August | Travel and Experience | Week 34 | 8/27/2023
Experiencing life 

I have vivid memories as a child, getting battered by the waves at the beach, one after another as I attempted to body surf with my older brother and my Dad. In reality, they were catching the waves and I was surviving, but nothing was more exciting than being out there with the men, facing nature. I felt alive. That feeling was reliably present with any activity even slightly infused with adrenaline as I continued to grow up: rollercoasters, cars, snowboarding. And as I became an adult I found myself craving that feeling more and more. First it was hiking, like Angels Landing in Arizona, then it was skydiving on my 21st birthday and twice more after that, and it hasn't slowed down since. 14,000 foot mountains, 1000 cc motorcycles, black diamonds in the peak of winter, partying in LA; I have a craving for life, for experience, for the fruits of my labor. 

When I look back to the days of youth, I recall the fear of jumping off the high dive at our community pool, the inability to do back flips on the trampoline, and the trepidation to put my body in danger - a skatepark, tackle football, wrestling, a hard snowboarding run. I loved the thought but I was scared of the execution. Then I went through years of pain and suffering, knocking on death's doorstep multiple times, and I emerged with an energy for life that I wonder now how much is masochism and how much is openness to experience. For example, part of the reason I love a 14,000 foot hike is the accomplishment, part of it is the novelty and beauty of the environment, part of it is the thrill and adrenaline of the inherent danger, and part of it is the suffering and proximity to death that I feel when the oxygen is thin and I begin loosing vision. 

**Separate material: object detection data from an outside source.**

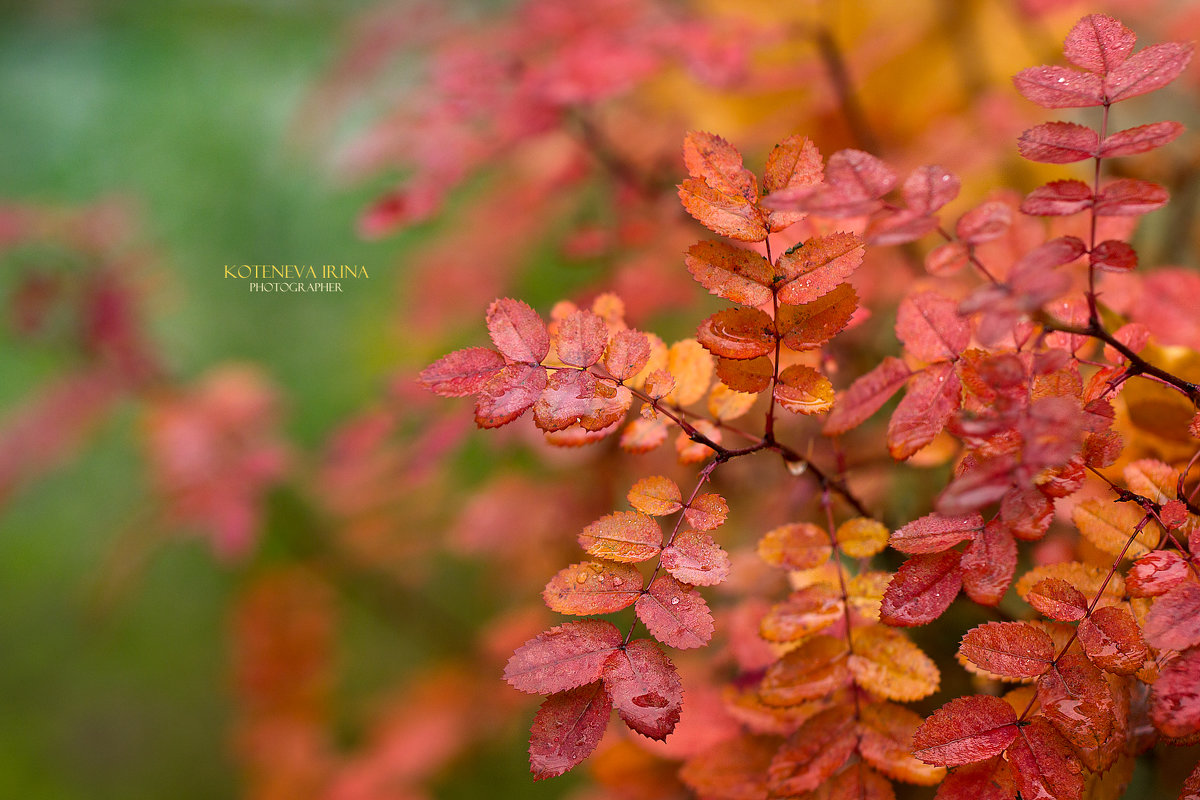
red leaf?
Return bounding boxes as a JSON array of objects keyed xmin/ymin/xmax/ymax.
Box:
[
  {"xmin": 1145, "ymin": 582, "xmax": 1200, "ymax": 650},
  {"xmin": 774, "ymin": 363, "xmax": 833, "ymax": 415},
  {"xmin": 420, "ymin": 348, "xmax": 504, "ymax": 397},
  {"xmin": 758, "ymin": 633, "xmax": 851, "ymax": 706},
  {"xmin": 954, "ymin": 200, "xmax": 1013, "ymax": 245},
  {"xmin": 775, "ymin": 283, "xmax": 858, "ymax": 350},
  {"xmin": 767, "ymin": 706, "xmax": 858, "ymax": 796},
  {"xmin": 888, "ymin": 362, "xmax": 962, "ymax": 461},
  {"xmin": 529, "ymin": 681, "xmax": 612, "ymax": 781},
  {"xmin": 580, "ymin": 511, "xmax": 662, "ymax": 563},
  {"xmin": 1038, "ymin": 651, "xmax": 1112, "ymax": 750},
  {"xmin": 935, "ymin": 758, "xmax": 1016, "ymax": 800},
  {"xmin": 1099, "ymin": 122, "xmax": 1183, "ymax": 158},
  {"xmin": 912, "ymin": 694, "xmax": 1016, "ymax": 766},
  {"xmin": 822, "ymin": 356, "xmax": 912, "ymax": 435},
  {"xmin": 683, "ymin": 492, "xmax": 730, "ymax": 530},
  {"xmin": 696, "ymin": 308, "xmax": 775, "ymax": 360},
  {"xmin": 1027, "ymin": 578, "xmax": 1087, "ymax": 622},
  {"xmin": 475, "ymin": 363, "xmax": 546, "ymax": 428},
  {"xmin": 962, "ymin": 521, "xmax": 1016, "ymax": 606},
  {"xmin": 716, "ymin": 356, "xmax": 775, "ymax": 395},
  {"xmin": 1126, "ymin": 551, "xmax": 1189, "ymax": 597},
  {"xmin": 661, "ymin": 530, "xmax": 730, "ymax": 587},
  {"xmin": 776, "ymin": 233, "xmax": 864, "ymax": 306},
  {"xmin": 1013, "ymin": 66, "xmax": 1104, "ymax": 108},
  {"xmin": 556, "ymin": 309, "xmax": 608, "ymax": 367},
  {"xmin": 1150, "ymin": 648, "xmax": 1200, "ymax": 739},
  {"xmin": 625, "ymin": 475, "xmax": 683, "ymax": 517},
  {"xmin": 1016, "ymin": 122, "xmax": 1100, "ymax": 164},
  {"xmin": 1104, "ymin": 42, "xmax": 1193, "ymax": 103},
  {"xmin": 758, "ymin": 583, "xmax": 845, "ymax": 642},
  {"xmin": 900, "ymin": 164, "xmax": 961, "ymax": 215},
  {"xmin": 1021, "ymin": 181, "xmax": 1092, "ymax": 217},
  {"xmin": 896, "ymin": 292, "xmax": 969, "ymax": 361},
  {"xmin": 604, "ymin": 330, "xmax": 650, "ymax": 380},
  {"xmin": 1079, "ymin": 606, "xmax": 1146, "ymax": 675},
  {"xmin": 880, "ymin": 551, "xmax": 962, "ymax": 627},
  {"xmin": 679, "ymin": 734, "xmax": 780, "ymax": 800},
  {"xmin": 1096, "ymin": 178, "xmax": 1171, "ymax": 217},
  {"xmin": 1062, "ymin": 14, "xmax": 1138, "ymax": 73},
  {"xmin": 888, "ymin": 512, "xmax": 983, "ymax": 553},
  {"xmin": 758, "ymin": 522, "xmax": 833, "ymax": 570},
  {"xmin": 683, "ymin": 131, "xmax": 758, "ymax": 204},
  {"xmin": 541, "ymin": 561, "xmax": 642, "ymax": 616},
  {"xmin": 604, "ymin": 639, "xmax": 683, "ymax": 740},
  {"xmin": 1087, "ymin": 239, "xmax": 1138, "ymax": 272},
  {"xmin": 959, "ymin": 622, "xmax": 1055, "ymax": 680},
  {"xmin": 1008, "ymin": 717, "xmax": 1084, "ymax": 800},
  {"xmin": 487, "ymin": 297, "xmax": 550, "ymax": 363},
  {"xmin": 636, "ymin": 575, "xmax": 713, "ymax": 650},
  {"xmin": 679, "ymin": 178, "xmax": 767, "ymax": 241},
  {"xmin": 533, "ymin": 369, "xmax": 634, "ymax": 431},
  {"xmin": 504, "ymin": 619, "xmax": 624, "ymax": 694},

How much of my desire for life is driven by a fear of missing out on the breadth of experiences this life has to offer, how much is driven by a genuine elation as the experience itself, and how much is driven by the Stockholm Syndrome-like relationship I've built with fear and suffering? I would've said "it doesn't matter," up until I bought the motorcycle. Now it does matter, and it's something I am conscious of every time I go out for a ride. 

I learned recently about the meaning of the yin yang symbol, everyone knows it means balance, but that only scratches the surface. Why achieve balance? Not for some arbitrary it's-good-for-you rationale, but because that is where we find meaning. Too much chaos, too much unknown, too much fear and we are discouraged, anxious and unhappy. Too much order, too much of what we know, too little novelty and challenge, and we are disinterested, apathetic, and stagnant. It is when we are toeing the line between uncertainty and certainty, between knowledge and fear, between difficulty and capability that we are the most focused, the most in-tune with this life and therefore the happiest. But there's one further element in the yin yang symbol, the white dot in the black, and the black dot in the white. This symbolizes the inherent danger/chaos/fear inside the orderly/known and the inherent order/structure that we can grasp and create inside the chaos and unknown. It is in this pursuit, in this dance, that we find the most meaning in the experiences of our life. Pushing ourselves beyond our limit, accomplishing things, creating order out of chaos, all while remaining balanced, grounded and focused. This is the resolve I've developed and how I now have come to understand my desire for life and experience, particularly those which are nestled in fear, danger and challenge.